Simply typed LF

In the previous section, we discussed representing object-language syntax in LF. As we saw, to prove that an LF representation is correct, you need to be able to reason by induction on the canonical forms of LF. To do so, you will need a basic understanding of the LF type theory. This understanding will pay off later on, as we will also use induction on canonical forms to prove metatheorems about encoded languages.

In this section, we present simply-typed LF in more detail.

Syntax

The syntax of simply-typed LF is as follows:

\begin{align*} A & ::= a \mid A_1 \rightarrow A_2 \\ R & ::= c \mid x \mid R \, M \\ M & ::= R \, | \, \lambda x.M \end{align*}

The types $A$ consist of base types $a$ , which are declared in the signature (e.g., nat), and function types $A_1 \rightarrow A_2$ . The terms of LF consist of variables $x$ , constants $c$ declared in the signature (e.g., z and s), application $R\,M$ , and lambda-abstractions $\lambda x.M$ , which in STELF’s concrete syntax are written [x] M. This much should be familiar to you if you’ve seen the simply-typed lambda-calculus before. Likely more unfamiliar is that the grammar is stratified into $R$ and $M$ . We discuss the reason for this stratification now.

Canonical forms

The above syntax describes what we call TODO (as long as they are well-typed, more on this below). Note what is not a canonical form: there is no syntactic way to apply a lambda-abstraction $\lambda x . M$ to an argument. Based on your past experience with programming languages, it may seem strange to define LF so that only canonical forms exist: we are not allowed to write down any programs that have any computation left to do. However, this restriction makes sense if you think about our methodology for representing object languages in LF. In the previous section, we represented natural numbers with the following LF signature:

%sort nat
%term z nat
%term s %-> nat %-> nat

For this representation to be adequate, the only LF terms of type nat must be z, s z, s (s z), and so on. Non-canonical LF terms interfere with this encoding. For example, the LF term $(\lambda x. \mathtt{s}\,x)\,\mathtt{z}$ would have type nat were it allowed, and that is not the representation of any informal natural number. This would contradict the third part of the adequacy argument in the previous section. Restricting LF to canonical forms avoids these counterexamples.

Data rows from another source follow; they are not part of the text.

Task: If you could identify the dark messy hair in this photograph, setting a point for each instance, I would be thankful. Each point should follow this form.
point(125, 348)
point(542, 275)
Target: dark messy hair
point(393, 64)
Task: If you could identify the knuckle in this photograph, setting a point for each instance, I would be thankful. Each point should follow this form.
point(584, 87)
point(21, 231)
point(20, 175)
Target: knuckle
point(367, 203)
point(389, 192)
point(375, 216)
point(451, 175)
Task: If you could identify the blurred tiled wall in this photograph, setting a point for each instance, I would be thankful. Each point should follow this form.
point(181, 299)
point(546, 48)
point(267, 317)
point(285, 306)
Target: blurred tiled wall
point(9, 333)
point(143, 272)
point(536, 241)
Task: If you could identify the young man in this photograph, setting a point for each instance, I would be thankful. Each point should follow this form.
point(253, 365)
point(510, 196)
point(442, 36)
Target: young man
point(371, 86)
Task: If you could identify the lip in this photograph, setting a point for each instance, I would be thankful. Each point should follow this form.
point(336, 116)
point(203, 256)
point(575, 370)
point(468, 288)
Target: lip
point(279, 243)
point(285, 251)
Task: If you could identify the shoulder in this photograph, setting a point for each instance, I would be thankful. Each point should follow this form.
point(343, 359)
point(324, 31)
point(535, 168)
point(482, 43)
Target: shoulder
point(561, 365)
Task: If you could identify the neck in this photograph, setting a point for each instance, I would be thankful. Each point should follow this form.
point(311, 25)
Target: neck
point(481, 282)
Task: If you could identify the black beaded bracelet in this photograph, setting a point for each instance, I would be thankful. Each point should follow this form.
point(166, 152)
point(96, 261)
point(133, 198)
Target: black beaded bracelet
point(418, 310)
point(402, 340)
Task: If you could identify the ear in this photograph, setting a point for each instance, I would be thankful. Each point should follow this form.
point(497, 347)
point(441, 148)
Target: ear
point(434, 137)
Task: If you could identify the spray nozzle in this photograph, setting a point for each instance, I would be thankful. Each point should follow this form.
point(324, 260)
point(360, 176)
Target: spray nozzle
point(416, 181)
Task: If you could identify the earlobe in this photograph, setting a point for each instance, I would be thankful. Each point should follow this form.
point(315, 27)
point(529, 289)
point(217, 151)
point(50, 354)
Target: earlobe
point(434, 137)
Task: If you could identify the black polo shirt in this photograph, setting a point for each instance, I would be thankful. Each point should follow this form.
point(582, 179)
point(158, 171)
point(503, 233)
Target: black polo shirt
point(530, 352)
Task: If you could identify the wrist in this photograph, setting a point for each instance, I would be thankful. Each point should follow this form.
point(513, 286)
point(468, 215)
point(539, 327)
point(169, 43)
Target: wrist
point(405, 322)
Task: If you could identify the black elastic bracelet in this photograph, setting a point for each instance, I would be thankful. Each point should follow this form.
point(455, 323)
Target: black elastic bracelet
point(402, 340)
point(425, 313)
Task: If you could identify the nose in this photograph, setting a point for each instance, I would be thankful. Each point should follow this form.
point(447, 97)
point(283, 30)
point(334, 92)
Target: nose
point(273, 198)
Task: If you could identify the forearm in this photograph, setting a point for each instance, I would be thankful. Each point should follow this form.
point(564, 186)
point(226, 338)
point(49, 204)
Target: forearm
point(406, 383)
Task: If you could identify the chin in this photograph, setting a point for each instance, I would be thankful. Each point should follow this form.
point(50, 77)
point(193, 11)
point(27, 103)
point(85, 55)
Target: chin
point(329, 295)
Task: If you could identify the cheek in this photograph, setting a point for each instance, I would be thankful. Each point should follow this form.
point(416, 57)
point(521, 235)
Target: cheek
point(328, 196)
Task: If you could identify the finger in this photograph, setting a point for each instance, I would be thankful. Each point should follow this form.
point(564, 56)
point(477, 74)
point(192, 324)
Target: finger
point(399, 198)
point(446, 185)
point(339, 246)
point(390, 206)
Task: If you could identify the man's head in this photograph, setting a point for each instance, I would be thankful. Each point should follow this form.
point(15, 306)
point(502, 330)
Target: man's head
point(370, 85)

We won’t present all the typing rules for canonical forms here, but you can see Harper and Licata’s paper Mechanizing Metatheory in a Logical Framework for all the details. The only detail we need to note here is that terms $R$ are only canonical at base type $a$ , not at function type. For example, the constant s is not a canonical form of type %-> nat %-> nat. The term $\lambda x. \mathtt{s}\,x$ , however, is a canonical form.

If you have encountered beta-reduction and eta-expansion before in your study of programming languages, it may help your intuition to know that the canonical forms of LF coincide with the beta-normal, eta-long terms of the lambda calculus. What we were saying above is that the syntax of canonical forms forces them to be beta-normal, and that the typing rules for canonical forms ensure that they are eta-long. In logic, canonical forms correspond to normal and neutral natural deduction proofs and cut-free sequent calculus proofs.

Hereditary Substitution

Substitution $[M'/x]M$ of one canonical form into another does not necessarily produce a canonical result. For example:

\langle\lambda y.y/x\rangle(x \; z) = (\lambda y.y) \; z

Even though both $y.y$ and $x \; z$ are canonical forms, the result of the substitution is beta-reducible.

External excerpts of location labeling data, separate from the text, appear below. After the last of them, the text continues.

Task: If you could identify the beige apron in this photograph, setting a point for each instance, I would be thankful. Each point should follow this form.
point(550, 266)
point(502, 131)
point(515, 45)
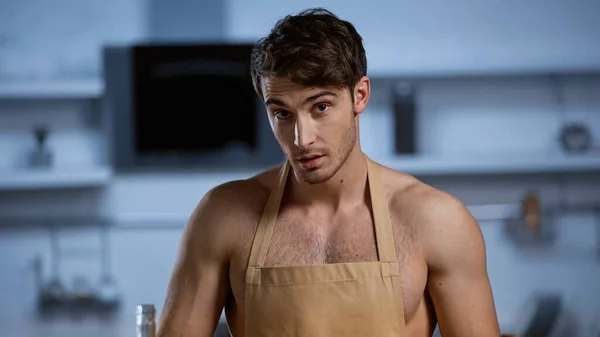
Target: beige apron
point(341, 299)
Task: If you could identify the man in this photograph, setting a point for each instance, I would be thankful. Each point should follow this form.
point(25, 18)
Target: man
point(331, 243)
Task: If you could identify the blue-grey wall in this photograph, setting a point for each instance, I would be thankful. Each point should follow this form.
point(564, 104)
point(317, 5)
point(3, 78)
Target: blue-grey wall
point(491, 117)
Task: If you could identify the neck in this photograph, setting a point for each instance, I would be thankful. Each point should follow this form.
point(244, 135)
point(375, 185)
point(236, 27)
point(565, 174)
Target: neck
point(345, 189)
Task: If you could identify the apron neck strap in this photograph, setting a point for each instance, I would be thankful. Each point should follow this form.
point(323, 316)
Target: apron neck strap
point(384, 235)
point(260, 245)
point(383, 229)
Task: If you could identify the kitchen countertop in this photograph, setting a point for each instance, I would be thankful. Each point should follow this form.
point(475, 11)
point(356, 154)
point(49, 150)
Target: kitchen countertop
point(119, 327)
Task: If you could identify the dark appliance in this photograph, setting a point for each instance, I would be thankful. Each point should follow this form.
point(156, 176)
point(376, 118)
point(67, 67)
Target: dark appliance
point(175, 105)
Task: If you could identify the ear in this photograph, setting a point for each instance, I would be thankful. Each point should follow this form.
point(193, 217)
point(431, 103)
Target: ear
point(362, 92)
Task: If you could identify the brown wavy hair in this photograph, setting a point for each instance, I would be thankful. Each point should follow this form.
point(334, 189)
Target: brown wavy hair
point(311, 48)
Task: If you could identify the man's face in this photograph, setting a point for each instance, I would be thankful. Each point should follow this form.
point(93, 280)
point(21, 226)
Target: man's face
point(315, 126)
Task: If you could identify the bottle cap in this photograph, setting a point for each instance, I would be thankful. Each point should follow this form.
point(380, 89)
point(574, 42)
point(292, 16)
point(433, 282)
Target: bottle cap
point(145, 309)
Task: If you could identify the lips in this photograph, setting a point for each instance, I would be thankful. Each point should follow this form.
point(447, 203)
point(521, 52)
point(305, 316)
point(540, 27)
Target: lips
point(310, 161)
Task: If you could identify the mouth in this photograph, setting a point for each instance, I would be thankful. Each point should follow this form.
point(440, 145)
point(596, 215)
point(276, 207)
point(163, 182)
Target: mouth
point(310, 161)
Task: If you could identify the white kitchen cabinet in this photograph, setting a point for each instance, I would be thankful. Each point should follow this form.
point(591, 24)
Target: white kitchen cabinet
point(442, 38)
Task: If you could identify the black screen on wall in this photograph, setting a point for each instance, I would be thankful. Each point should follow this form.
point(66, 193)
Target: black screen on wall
point(193, 99)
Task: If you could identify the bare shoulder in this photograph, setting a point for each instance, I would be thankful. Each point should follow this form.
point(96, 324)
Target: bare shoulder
point(440, 220)
point(228, 211)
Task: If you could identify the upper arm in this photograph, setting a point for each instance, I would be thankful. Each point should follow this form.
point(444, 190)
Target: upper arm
point(199, 283)
point(458, 281)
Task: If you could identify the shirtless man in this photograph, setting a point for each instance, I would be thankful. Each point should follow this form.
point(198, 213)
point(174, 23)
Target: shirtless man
point(330, 243)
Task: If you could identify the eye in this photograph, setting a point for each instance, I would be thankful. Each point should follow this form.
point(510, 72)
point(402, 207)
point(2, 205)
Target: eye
point(282, 114)
point(322, 107)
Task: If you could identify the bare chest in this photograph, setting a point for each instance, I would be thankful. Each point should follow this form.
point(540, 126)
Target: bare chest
point(301, 240)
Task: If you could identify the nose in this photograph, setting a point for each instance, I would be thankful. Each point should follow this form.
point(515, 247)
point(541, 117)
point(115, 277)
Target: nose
point(304, 133)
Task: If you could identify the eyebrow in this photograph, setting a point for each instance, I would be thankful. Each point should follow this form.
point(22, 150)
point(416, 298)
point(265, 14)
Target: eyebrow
point(275, 101)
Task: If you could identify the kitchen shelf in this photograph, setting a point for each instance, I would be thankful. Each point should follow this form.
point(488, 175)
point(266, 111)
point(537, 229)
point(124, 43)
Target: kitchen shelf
point(52, 90)
point(54, 178)
point(500, 164)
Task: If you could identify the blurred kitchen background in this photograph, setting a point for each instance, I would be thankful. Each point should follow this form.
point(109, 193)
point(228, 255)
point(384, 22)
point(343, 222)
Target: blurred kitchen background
point(496, 102)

However, it is possible to define a notion of hereditary substitution, which directly computes the canonical result of an ordinary substitution. When ordinary substitution would return a non-canonical form, hereditary substitution continues to reduce by substituting the argument into the body of the function. In the above example, the hereditary substitution

\langle\lambda y.y/x\rangle(x \; z) = \langle z/y \rangle y = z

Whenever we use the notation $\langle M'/x \rangle M$ for LF in this guide, we mean hereditary substitution.

Induction on canonical forms

The above syntax constitutes an inductive definition of the canonical forms of LF. Consequently, we can reason by induction on canonical forms using structural induction over this syntax. When a type adequately represents some informal object-language syntax, induction on the canonical forms of the type corresponds to the structural induction principle for the informal syntax. For example, the induction principle for the type nat defined in the previous section corresponds to the standard induction principle for the natural numbers. As we discussed in the previous section, induction on canonical forms is used to prove adequacy. Additionally, as we discuss below, induction on canonical forms is used to prove metatheorems about deductive systems.

Why a lambda calculus?

At this point, you may be wondering what we gain by using a lambda-calculus to represent other deductive systems—to represent the natural numbers, all we needed was constants and application; we never even used a term of the form $\lambda x.M$ . At a high level, the answer is that using a meta-language with variable binding permits clean representations of object languages with variable binding. However, we defer a real answer to this question until we talk about representing the syntax and judgements of a language with binding.